In May, 1938, occurred the luncheon at the home of Lady Astor, at which Colonel Lindbergh expressed his high opinion of the German air force and of Nazi organization in general, making reports which were welcome to the group working for “appeasement” with Germany—the group which was then dominant in the British cabinet.
He also deprecated the Russian air force, and his remarks were encouraging to those who were denouncing any collaboration between the western powers and the Soviet Union.
In August, 1938, the colonel made his tour of Warsaw, Moscow, Kiev, Prague and Paris. In October of the same year he left Paris for Berlin and made a tour of Germany, including the airplane factories, where he was reported to have been given every access to information.
On October 19, 1938, he was given the second highest German decoration, the service cross of the order of the German eagle with star. It was presented by General Goering, who hung it about his neck “in the name of the Fuehrer.”
In November of the same year he was the subject of an attack in Everybody’s Magazine, published in London, which recommended that in the interests of everybody Colonel Lindbergh should return to the United States.
During the same month it was announced that he intended to rent an apartment in Berlin and settle down there to study aeronautics.
The report of his intention came only a few weeks after the whole world had been shocked by the cynical breaking of the Munich pact by Germany and coincided with the outbreak of the most ruthless and heartless pogrom which the western world has seen in centuries.
Men, women and little children were routed out of their homes, thousands of men were thrown into concentration camps, a blanket fine of more than half a billion marks was imposed upon a whole community, Jewish businesses were looted, synagogues were set on fire, thousands of German citizens risked their lives in the Nazi reich to give aid to the wretched victims of an organized atrocity, hundreds sent letters abroad to plead that the action was not favored by the German people, and protests arose all over the civilized world.
In this country men of all parties and creeds—the President, Mr. Hoover, Mr. Dewey—protested. But Colonel Lindbergh did not protest.
Apartments and villas were then available in Berlin because so many had been forcibly evacuated. But the colonel’s idea of settling in Germany provoked much adverse comment, and he abandoned the idea of a German residence and removed to an apartment in Paris.
On January 7, 1939, he reported to the United States on German aviation. He sailed for this country last April. His Friday speech is his first public utterance on American political affairs.
Colonel Lindbergh’s inclination toward Fascism is well known to his friends. “Pity, sentiment and personal sympathy” play little role in his life. On the other hand, he has a passion for mechanics and a tendency to judge the world and society purely from a technical and mechanical standpoint.
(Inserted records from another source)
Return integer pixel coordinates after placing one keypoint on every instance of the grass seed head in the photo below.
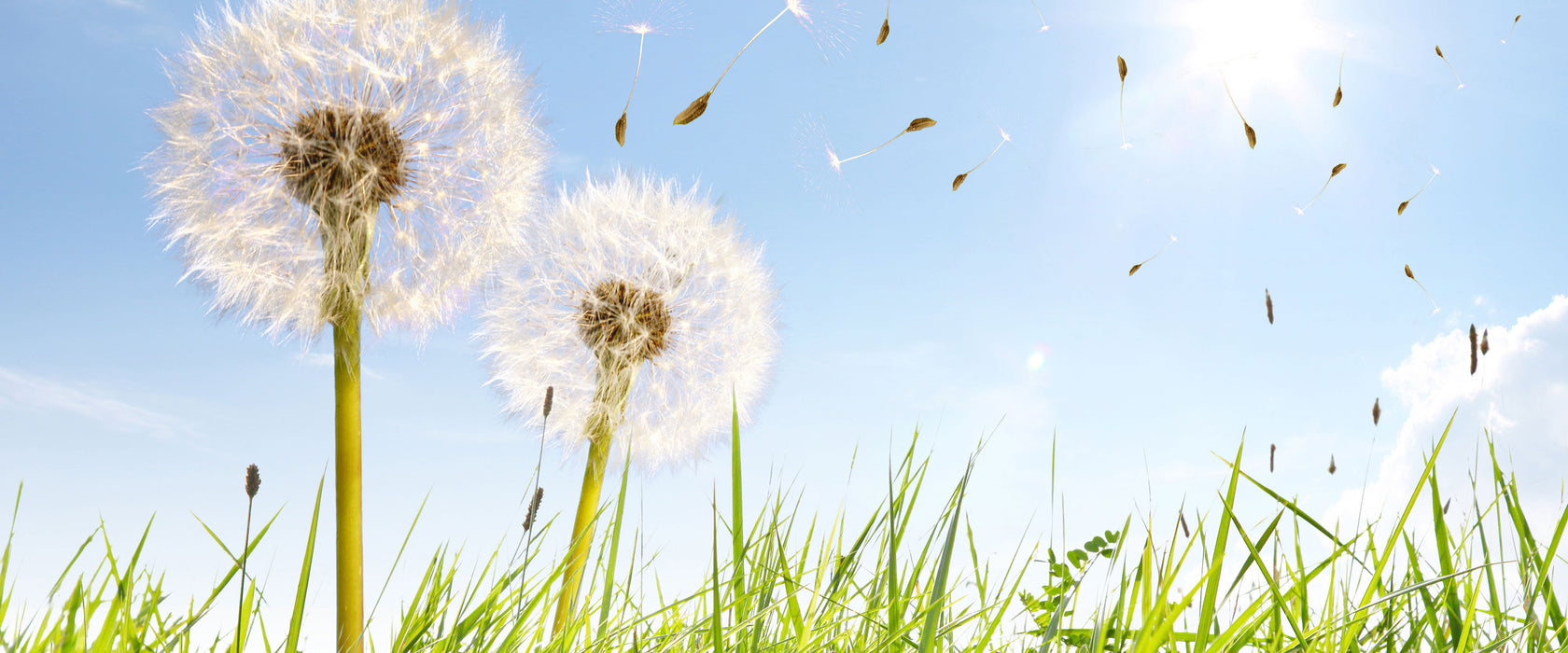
(1475, 345)
(253, 481)
(534, 509)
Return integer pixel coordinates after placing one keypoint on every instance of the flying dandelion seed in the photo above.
(882, 35)
(823, 30)
(1339, 90)
(1043, 27)
(1252, 136)
(1475, 345)
(1005, 140)
(818, 163)
(1418, 193)
(1332, 174)
(650, 316)
(1122, 69)
(641, 19)
(1156, 256)
(1422, 288)
(345, 163)
(1450, 66)
(915, 126)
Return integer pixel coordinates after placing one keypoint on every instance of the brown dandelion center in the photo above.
(624, 321)
(341, 156)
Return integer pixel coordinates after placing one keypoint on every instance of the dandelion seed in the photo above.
(1005, 140)
(1332, 174)
(882, 35)
(347, 163)
(1122, 71)
(1422, 288)
(791, 7)
(641, 19)
(915, 126)
(1475, 359)
(648, 315)
(1418, 193)
(1252, 136)
(1156, 254)
(1339, 90)
(1450, 68)
(1043, 27)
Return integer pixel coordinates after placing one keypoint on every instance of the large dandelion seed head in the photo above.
(325, 154)
(634, 271)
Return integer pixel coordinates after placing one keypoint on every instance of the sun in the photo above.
(1254, 43)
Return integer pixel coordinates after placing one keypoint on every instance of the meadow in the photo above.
(791, 581)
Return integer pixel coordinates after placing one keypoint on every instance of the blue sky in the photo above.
(902, 302)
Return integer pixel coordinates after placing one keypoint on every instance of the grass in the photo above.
(789, 581)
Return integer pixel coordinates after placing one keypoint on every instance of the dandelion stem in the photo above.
(610, 392)
(348, 482)
(744, 48)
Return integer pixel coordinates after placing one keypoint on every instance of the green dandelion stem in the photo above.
(610, 392)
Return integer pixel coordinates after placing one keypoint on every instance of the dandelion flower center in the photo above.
(343, 157)
(624, 321)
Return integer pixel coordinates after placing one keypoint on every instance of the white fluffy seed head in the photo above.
(692, 285)
(287, 108)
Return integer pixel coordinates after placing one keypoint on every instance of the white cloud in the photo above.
(1519, 395)
(25, 392)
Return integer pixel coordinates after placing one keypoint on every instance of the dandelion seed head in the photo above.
(638, 268)
(308, 135)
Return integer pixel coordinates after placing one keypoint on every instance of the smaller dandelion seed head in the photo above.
(624, 321)
(253, 481)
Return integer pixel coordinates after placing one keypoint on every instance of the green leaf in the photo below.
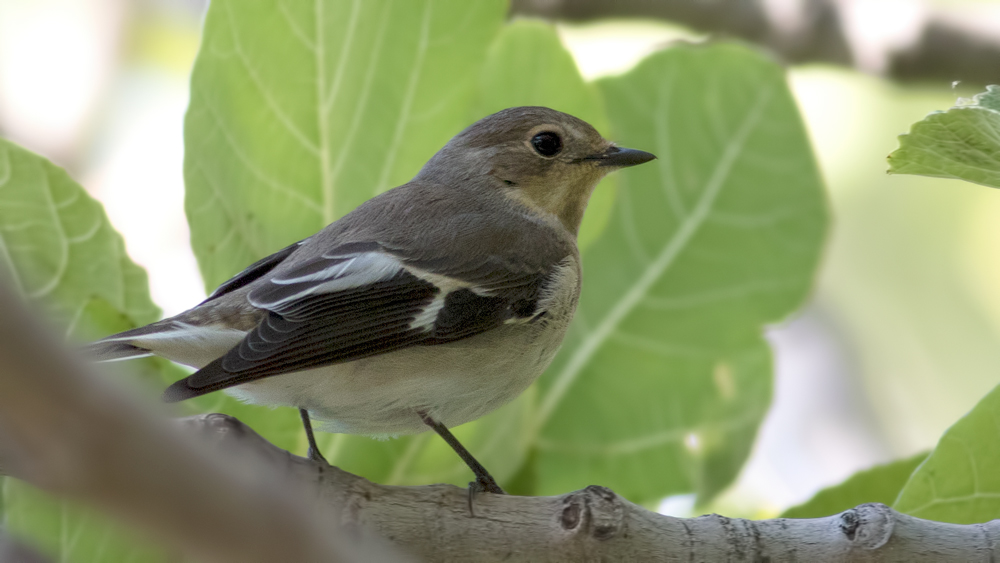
(664, 376)
(878, 484)
(962, 143)
(299, 112)
(59, 251)
(959, 482)
(527, 65)
(71, 532)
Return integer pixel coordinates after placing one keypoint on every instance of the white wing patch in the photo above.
(428, 316)
(360, 270)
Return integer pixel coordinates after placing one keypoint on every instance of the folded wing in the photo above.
(359, 300)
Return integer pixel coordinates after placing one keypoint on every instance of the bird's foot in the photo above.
(482, 485)
(314, 455)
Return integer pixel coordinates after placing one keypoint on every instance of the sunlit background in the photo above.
(900, 338)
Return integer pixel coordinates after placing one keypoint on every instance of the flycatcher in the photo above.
(429, 305)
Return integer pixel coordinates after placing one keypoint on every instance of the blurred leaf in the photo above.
(301, 111)
(71, 532)
(878, 484)
(58, 249)
(959, 482)
(527, 65)
(962, 143)
(664, 377)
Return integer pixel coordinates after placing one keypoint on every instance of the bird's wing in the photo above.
(361, 299)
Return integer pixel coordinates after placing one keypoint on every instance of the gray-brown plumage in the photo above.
(433, 303)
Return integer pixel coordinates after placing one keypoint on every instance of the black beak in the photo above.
(619, 157)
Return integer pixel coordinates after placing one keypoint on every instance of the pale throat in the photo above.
(565, 205)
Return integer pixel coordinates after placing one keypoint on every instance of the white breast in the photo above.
(454, 383)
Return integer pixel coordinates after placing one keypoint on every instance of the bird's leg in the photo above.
(484, 481)
(313, 448)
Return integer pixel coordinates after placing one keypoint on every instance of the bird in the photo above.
(426, 307)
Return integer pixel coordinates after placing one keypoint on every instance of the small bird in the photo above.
(429, 305)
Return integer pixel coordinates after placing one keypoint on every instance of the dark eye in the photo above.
(547, 143)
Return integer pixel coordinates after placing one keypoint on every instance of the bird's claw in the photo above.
(482, 485)
(314, 455)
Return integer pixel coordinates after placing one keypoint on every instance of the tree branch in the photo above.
(922, 44)
(595, 524)
(216, 489)
(66, 430)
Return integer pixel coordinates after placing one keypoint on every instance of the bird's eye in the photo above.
(547, 143)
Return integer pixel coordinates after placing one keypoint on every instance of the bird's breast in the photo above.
(454, 382)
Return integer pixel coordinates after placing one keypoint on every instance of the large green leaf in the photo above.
(963, 143)
(878, 484)
(301, 111)
(58, 249)
(664, 377)
(960, 481)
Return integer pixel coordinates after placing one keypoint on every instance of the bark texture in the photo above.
(215, 489)
(914, 42)
(594, 524)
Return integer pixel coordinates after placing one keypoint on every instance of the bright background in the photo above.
(900, 338)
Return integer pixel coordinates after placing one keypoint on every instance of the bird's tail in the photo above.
(109, 350)
(121, 346)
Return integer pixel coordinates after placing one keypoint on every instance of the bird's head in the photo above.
(545, 159)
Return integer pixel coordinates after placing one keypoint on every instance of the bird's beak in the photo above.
(620, 158)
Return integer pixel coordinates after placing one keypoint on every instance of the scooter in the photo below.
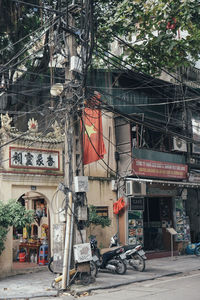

The humanities, which are at the very center and core of the democratic idea, do not interest him, and he is completely indifferent to political philosophy.
A man who has never spared himself physically, but has taken upon himself the most grueling training, keeping himself awake and without food for days, he has the utmost contempt for physical weakness. Cruelty does not affront him. He is himself a cruel practical joker.
He also is a national hero, and because this country loves its heroes, the press, which Colonel Lindbergh hates, has behaved very chivalrously toward Colonel Lindbergh’s ideas.
But since he himself has warned that all who speak in the present situation should have their personal interests inquired into, he cannot object to an inquiry into his own biases. And his are not the predilections of the majority of Americans or of democracies anywhere.